The continuing global pandemic has had an unprecedented impact on the San Francisco real estate market. In May, 2020 the number of single-family homes sales declined by nearly 60% (239 homes sold in 2019 vs 100 homes sold in 2020). Condos fared even worse with almost a 70% decline (302 units sold in 2019 vs 96 homes sold in 2020). A myriad of factors contributed to this decline, including restrictions on showings (open houses and broker tours to date are still prohibited by SFAR), the inability for sellers to properly prepare and stage their homes, and lenders being flooded by refinancing requests – thus slowing down the loan approval process for new buyer applicants.

Home inventory is at an all time low, as many sellers are holding off on listing their properties for fear of having the ‘days on the market’ factor work against them as homes can’t be properly shown. After many real estate deals initially fell apart with the shelter-in-place order, last month saw a resurgence of buyer interest. The most active segment of the market has been for single family homes priced under $2,000,000. Many home selling at this price point have received multiple offers, with winning bids going for 10% over asking. In the last two months only 30 homes sold in San Francisco over $3,000,000 (at an average of 97% of the listing price) vs. 70 homes sold during the same period in 2019. The average price per square foot for luxury homes fell from $1,400/ ft in 2019 to $1,200/ft in 2020. Newly renovated homes with updated amenities are proving the easiest to sell. Freddie Mac is now offering mortgage rates at historically low levels: 3.20% for a 30-year fixed loan – causing the real estate market to heat up in May and June.

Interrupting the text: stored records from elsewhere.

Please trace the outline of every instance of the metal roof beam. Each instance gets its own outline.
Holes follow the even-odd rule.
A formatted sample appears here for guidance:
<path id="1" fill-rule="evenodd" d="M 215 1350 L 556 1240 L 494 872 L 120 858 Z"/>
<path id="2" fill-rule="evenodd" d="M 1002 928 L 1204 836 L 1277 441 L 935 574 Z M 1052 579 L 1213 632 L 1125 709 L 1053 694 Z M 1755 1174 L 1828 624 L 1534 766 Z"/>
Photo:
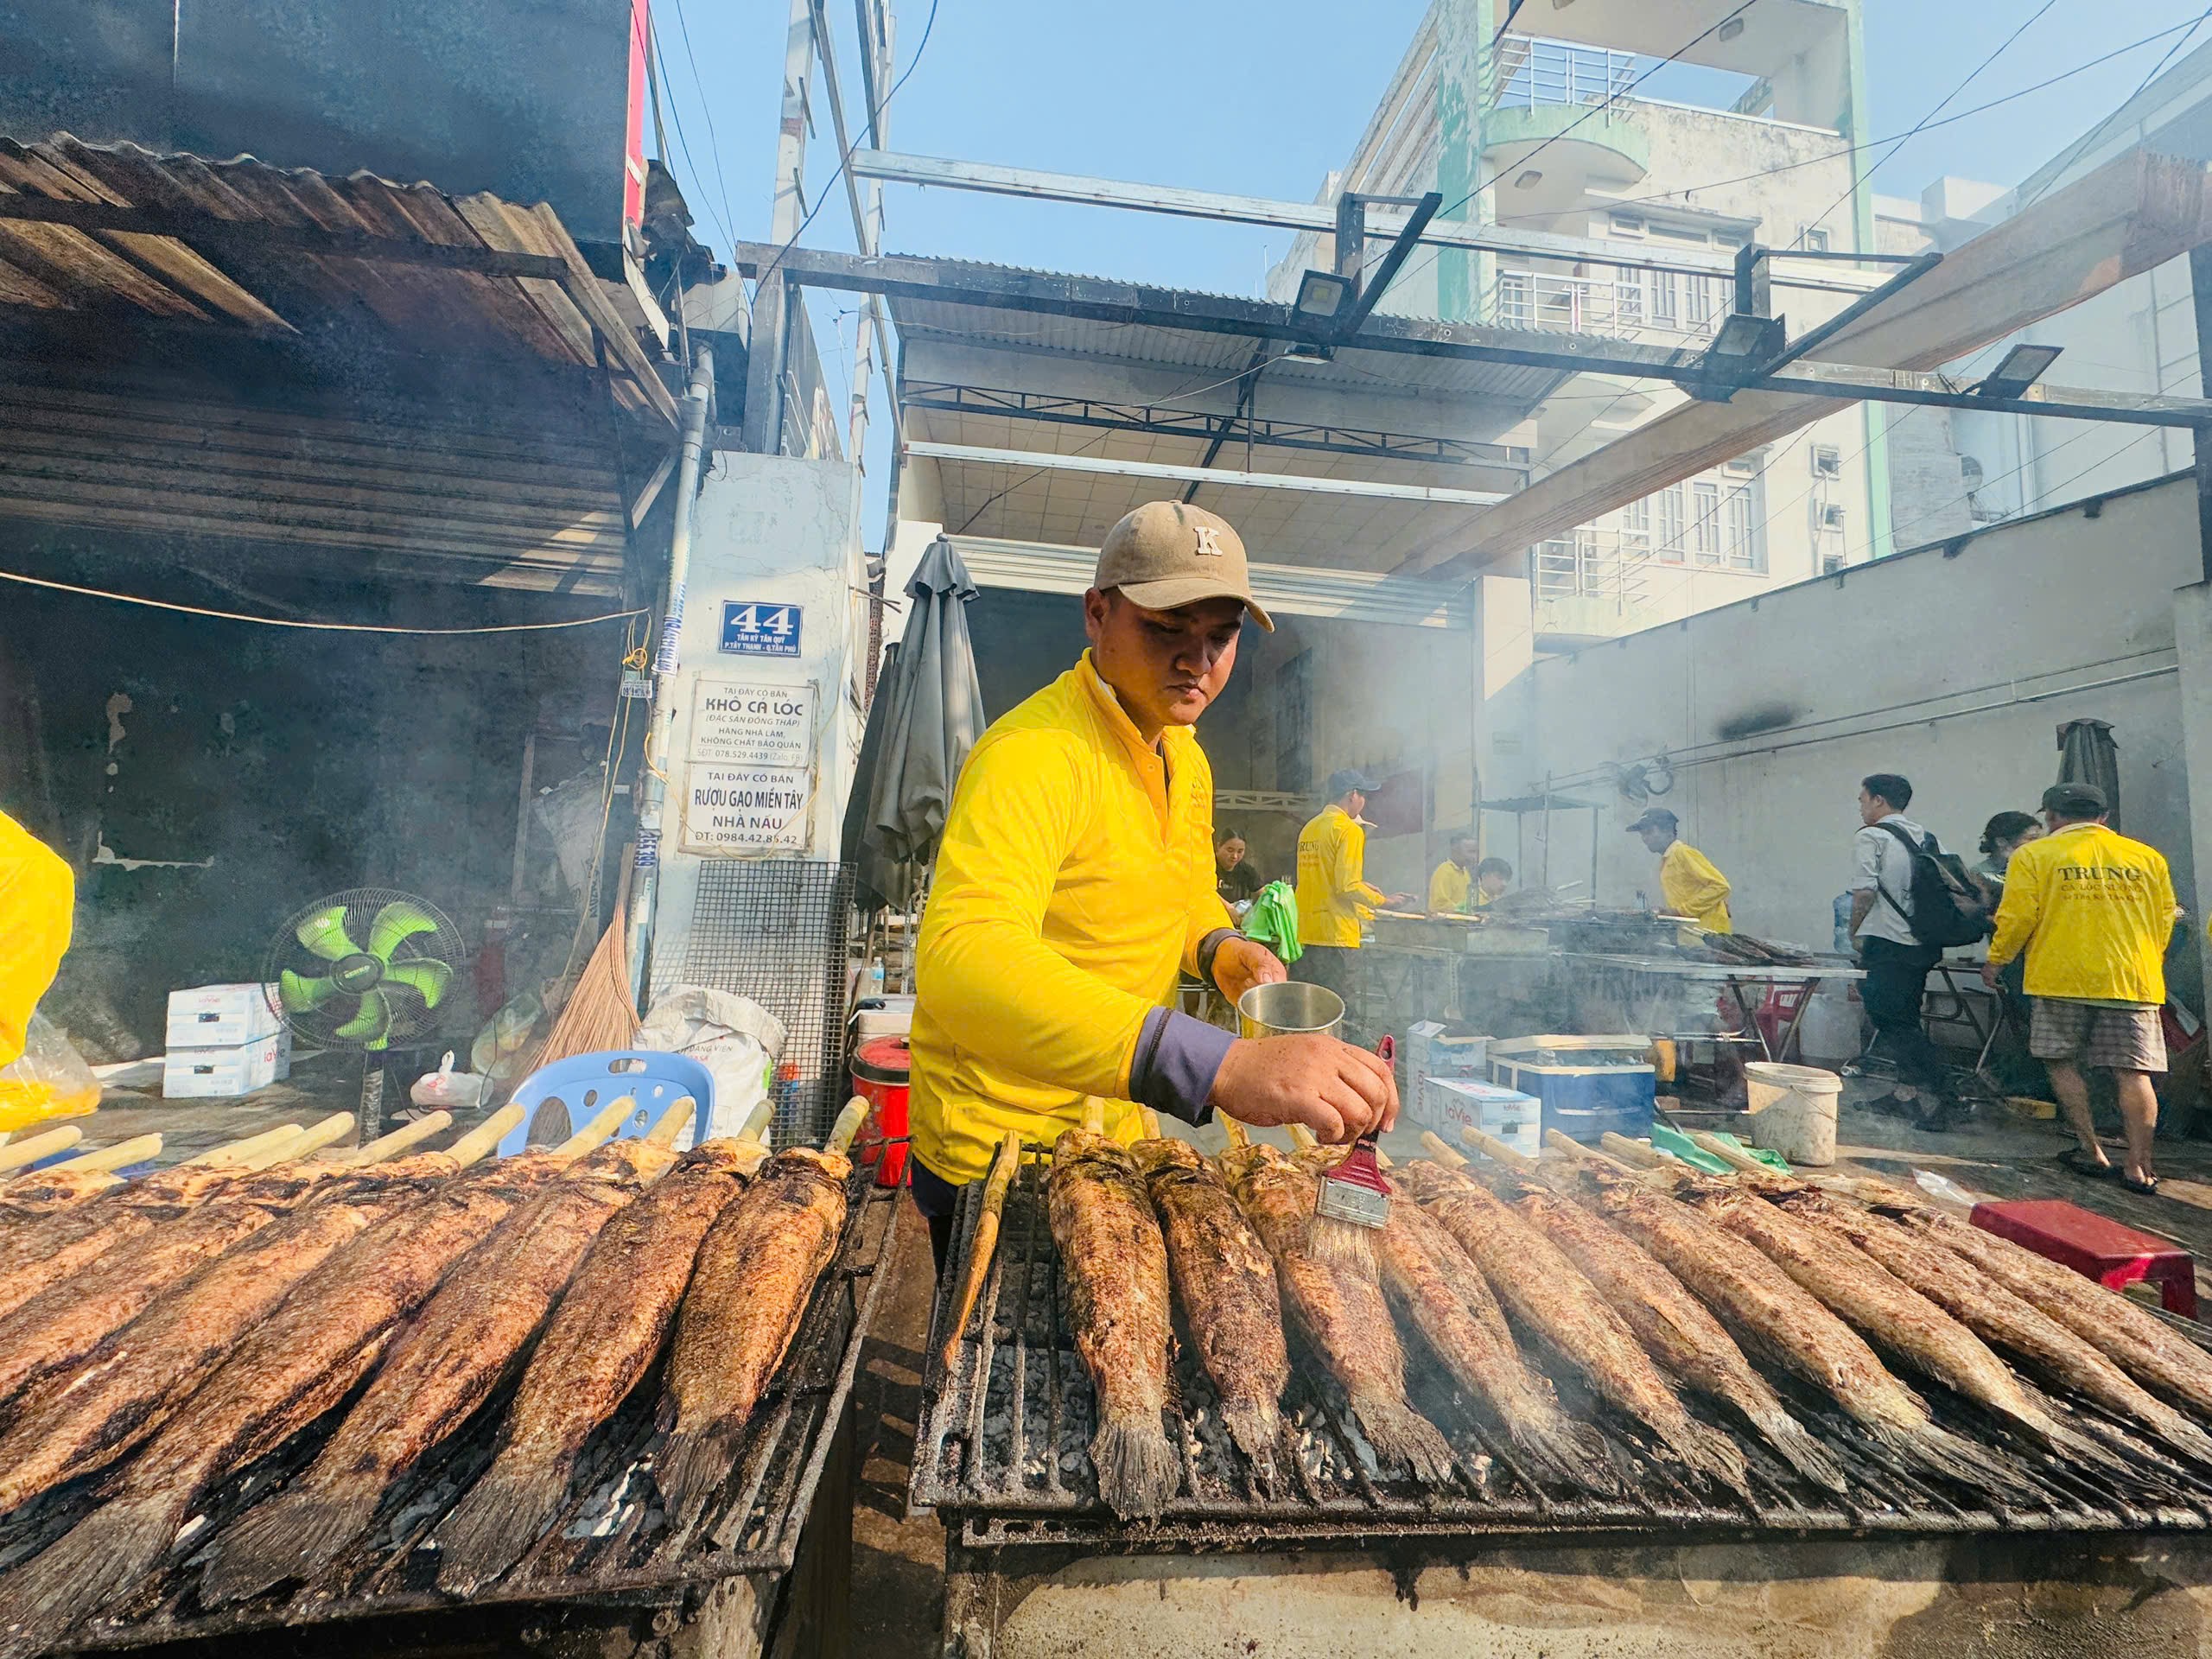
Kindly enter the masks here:
<path id="1" fill-rule="evenodd" d="M 1163 213 L 1178 219 L 1318 231 L 1328 236 L 1333 236 L 1337 228 L 1334 203 L 1278 201 L 1266 196 L 1231 195 L 1217 190 L 1186 190 L 1177 185 L 1131 184 L 1119 179 L 1087 178 L 1073 173 L 1047 173 L 1031 167 L 1000 167 L 988 162 L 950 161 L 941 156 L 906 156 L 882 149 L 855 150 L 850 166 L 860 177 L 880 179 L 887 184 L 935 185 L 988 195 L 1022 196 L 1033 201 L 1071 201 L 1092 207 Z M 1368 229 L 1378 237 L 1396 236 L 1408 222 L 1408 216 L 1404 213 L 1378 213 L 1369 220 Z M 1501 226 L 1456 219 L 1433 220 L 1422 227 L 1418 239 L 1433 247 L 1474 248 L 1491 253 L 1522 254 L 1531 259 L 1616 266 L 1623 270 L 1669 270 L 1694 276 L 1729 276 L 1735 270 L 1733 254 L 1698 253 L 1688 248 L 1669 249 L 1664 254 L 1643 253 L 1618 243 L 1586 237 L 1559 236 L 1548 231 L 1508 230 Z M 1798 274 L 1777 271 L 1774 278 L 1778 287 L 1854 296 L 1865 293 L 1881 280 L 1872 272 L 1854 276 L 1833 270 Z"/>
<path id="2" fill-rule="evenodd" d="M 1058 455 L 1034 449 L 989 449 L 970 443 L 906 442 L 906 453 L 938 461 L 1029 467 L 1039 472 L 1091 473 L 1109 478 L 1173 479 L 1240 490 L 1298 490 L 1309 495 L 1357 495 L 1422 506 L 1488 507 L 1505 499 L 1495 490 L 1452 490 L 1428 484 L 1380 484 L 1357 478 L 1304 478 L 1294 473 L 1236 473 L 1216 467 L 1178 467 L 1164 461 L 1113 461 L 1098 455 Z"/>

Rents are down 9% from a year ago in San Francisco according to Zumper, a real estate search engine. That trend is will likely accelerate as layoffs increase and work-from-home options become the new norm. Landlords have already started to feel the pinch, and have started cutting rents by up to 15%, as well as offering renters signing perks like the first two month’s rent free or waiving the security deposit. Tenants have started to flee the city in droves as the city falls into further decline. When given the option, who wants to live in a city where crime and drug dealing is rampant, the mentally ill roam freely, sanitation is lacking, homelessness encampments are everywhere, and where car break-ins are a daily occurrence and go unpunished?

Adding to urban flight, cities across the country have begun aggressive campaigns to court workers as a means to boost their local economies. Savannah Georgia is offering a $2,000 incentive to assist with moving expenses, while Vermont and Oklahoma are offering eligible workers up to $10,000 to relocate.

Meanwhile, Marin, Napa & Sonoma counties have experienced a surge in sales activity. Buyers seeking more space are placing an emphasis on features like large backyards, pools, and detached structures for home offices.

While the San Francisco real estate market has historically proven to be resilient, it remains to be seen how the housing market will be affected if the ‘work from home’ option becomes permanent.